繁体   English   中英

如何创建 python 脚本,以便当目录中的 csv 文件在过去 24 小时内未更新时发送 email?

[英]How do I create a python script such that it sends an email when csv files in a directory has not updated in the last 24 hours?

我是 python 的新手,并试图了解如何实现自动化。 我有一个文件夹,其中每天更新 5 个 csv 文件,但有时其中一个或两个文件在特定日期不会更新。 我不得不手动检查这个文件夹。 相反,我想以这样的方式自动执行此操作,如果 csv 文件在过去 24 小时内没有更新,它可以向自己发送 email 来提醒我这一点。

我的代码:

import datetime
import glob
import os
import smtplib
import string
 
now  = datetime.datetime.today() #Get current date

list_of_files = glob.glob('c:/Python/*.csv') # * means all if need specific format then *.csv
latest_file = max(list_of_files, key=os.path.getctime) #get latest file created in folder

newestFileCreationDate = datetime.datetime.utcfromtimestamp(os.path.getctime(latest_file)) # get creation datetime of last file

dif = (now - newestFileCreationDate) #calculating days between actual date and last creation date

logFile = "c:/Python/log.log" #defining a log file

def checkFolder(dif, now, logFile):
    if dif > datetime.timedelta(days = 1): #Check if difference between today and last created file is greater than 1 days
        
        HOST = "12.55.13.12" #This must be your smtp server ip
        SUBJECT = "Alert! At least 1 day wthout a new file in folder xxxxxxx"
        TO = "xx.t@gmail.com"
        FROM = "xx.t@gmail.com"
        text = "%s - The oldest file in folder it's %s old " %(now, dif) 
        BODY = string.join((
            "From: %s" % FROM,
            "To: %s" % TO,
            "Subject: %s" % SUBJECT ,
            "",
            text
            ), "\r\n")
        server = smtplib.SMTP(HOST)
        server.sendmail(FROM, [TO], BODY)
        server.quit()
        
        file = open(logFile,"a") #Open log file in append mode
 
        file.write("%s - [WARNING] The oldest file in folder it's %s old \n" %(now, dif)) #Write a log
 
        file.close() 
        
    else : # If difference between today and last creation file is less than 1 days
                
        file = open(logFile,"a")  #Open log file in append mode
 
        file.write("%s - [OK] The oldest file in folder it's %s old \n" %(now, dif)) #write a log
 
        file.close() 

checkFolder(dif,now,logFile) #Call function and pass 3 arguments defined before
 

但是,这不会没有错误地运行,我只想通过邮件通知文件夹中尚未更新的那些文件。 即使它是其中 5 个文件之一或 5 个文件中的 5 个尚未更新。

使用纯 python 简洁的方式

import hashlib
import glob
import json
import smtplib
from email.message import EmailMessage
import time
import schedule #pip install schedule
hasher = hashlib.md5()
size = 65536 #to read large files in chunks 
list_of_files = glob.glob('./*.csv') #absolute path for crontab

第 1 部分)首先运行此脚本,然后将其注释掉。 它将创建一个 json 文件,其中包含文件的哈希值。

first_hashes = {}
for x in list_of_files:

    with open(x, 'rb') as f:
        buf = f.read(size)
        while len(buf) > 0:
            hasher.update(buf)
            buf = f.read(size)
            first_hashes[x] = hasher.hexdigest()

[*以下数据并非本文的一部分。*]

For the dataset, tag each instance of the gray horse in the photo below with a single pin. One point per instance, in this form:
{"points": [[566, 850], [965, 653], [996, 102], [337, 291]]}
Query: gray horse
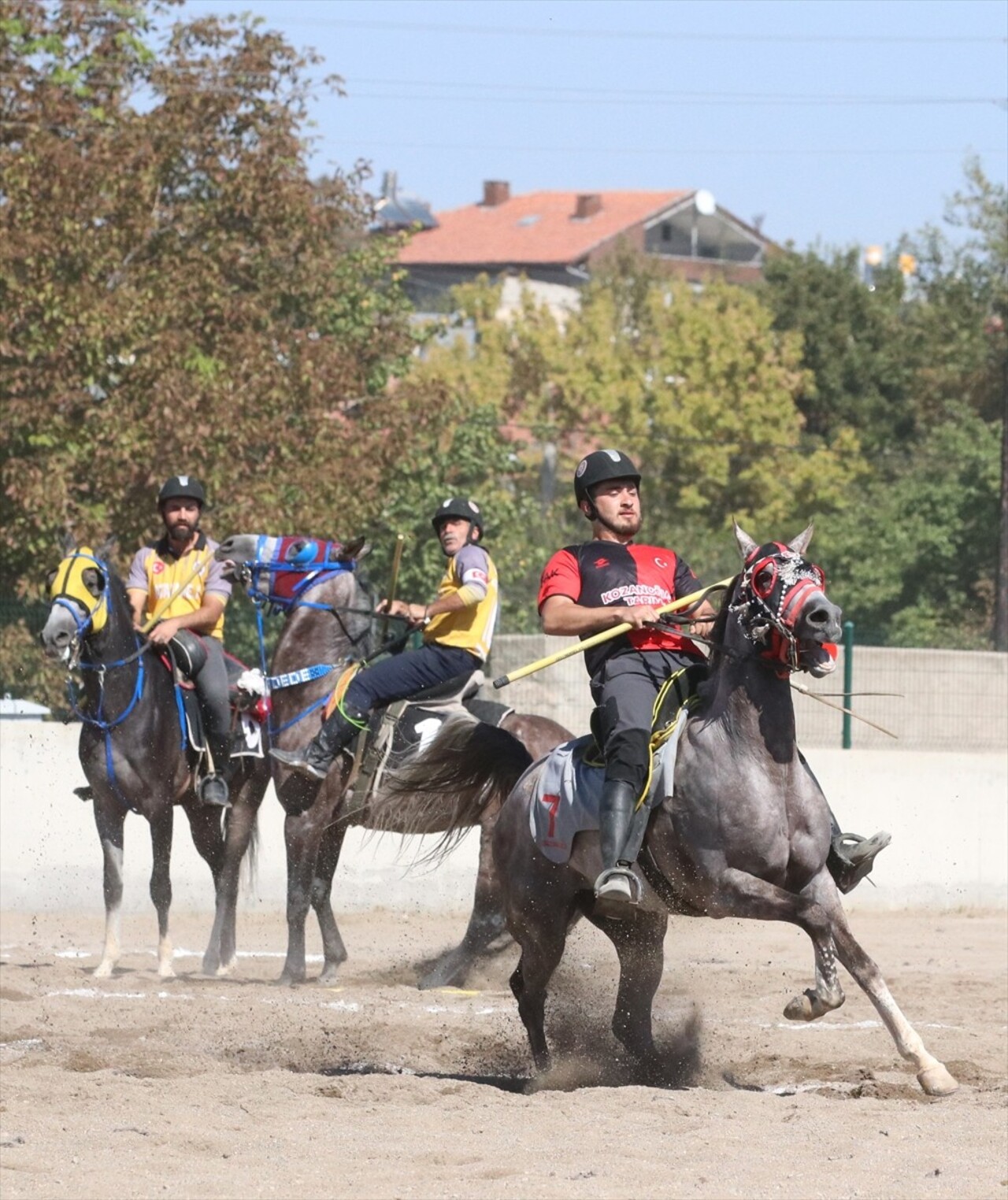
{"points": [[133, 757], [744, 834], [329, 622]]}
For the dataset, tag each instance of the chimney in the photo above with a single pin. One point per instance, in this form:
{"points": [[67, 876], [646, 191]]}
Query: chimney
{"points": [[496, 191], [587, 206]]}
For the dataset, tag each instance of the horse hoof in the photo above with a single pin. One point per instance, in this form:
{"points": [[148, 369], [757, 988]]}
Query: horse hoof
{"points": [[799, 1008], [936, 1080]]}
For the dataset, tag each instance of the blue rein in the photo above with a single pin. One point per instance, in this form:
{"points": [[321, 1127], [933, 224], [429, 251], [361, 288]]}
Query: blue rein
{"points": [[269, 602]]}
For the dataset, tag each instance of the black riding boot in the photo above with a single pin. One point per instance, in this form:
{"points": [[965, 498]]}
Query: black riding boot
{"points": [[214, 787], [320, 754], [851, 857], [616, 888]]}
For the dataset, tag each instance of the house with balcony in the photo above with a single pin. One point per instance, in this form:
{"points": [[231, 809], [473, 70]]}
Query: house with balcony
{"points": [[556, 240]]}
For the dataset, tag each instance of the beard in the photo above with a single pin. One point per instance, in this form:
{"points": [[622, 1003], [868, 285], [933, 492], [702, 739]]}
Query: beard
{"points": [[623, 524]]}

with open('hash.json', 'w') as file:
     file.write(json.dumps(first_hashes, indent=2))

现在将其注释掉,甚至删除它。

第 2 部分)自动化脚本:

def send_email():


    check_hash = {} #Contain hashes that have not changed
    
    with open('hash.json') as f: #absolute path for crontab
         data = json.load(f)

    for x in list_of_files:

        with open(x, 'rb') as f:
            buf = f.read(size)
            while len(buf) > 0:
                hasher.update(buf)
                buf = f.read(size)
                new_hash = hasher.hexdigest()
                #if a hash match with one in data, that file has not changed
                if new_hash in data.values():
                    check_hash[x] = new_hash
                data[x] = new_hash


    #update our hashes
    with open('hash.json', 'w') as file:  #absolute path for crontab
         file.write(json.dumps(data, indent=2))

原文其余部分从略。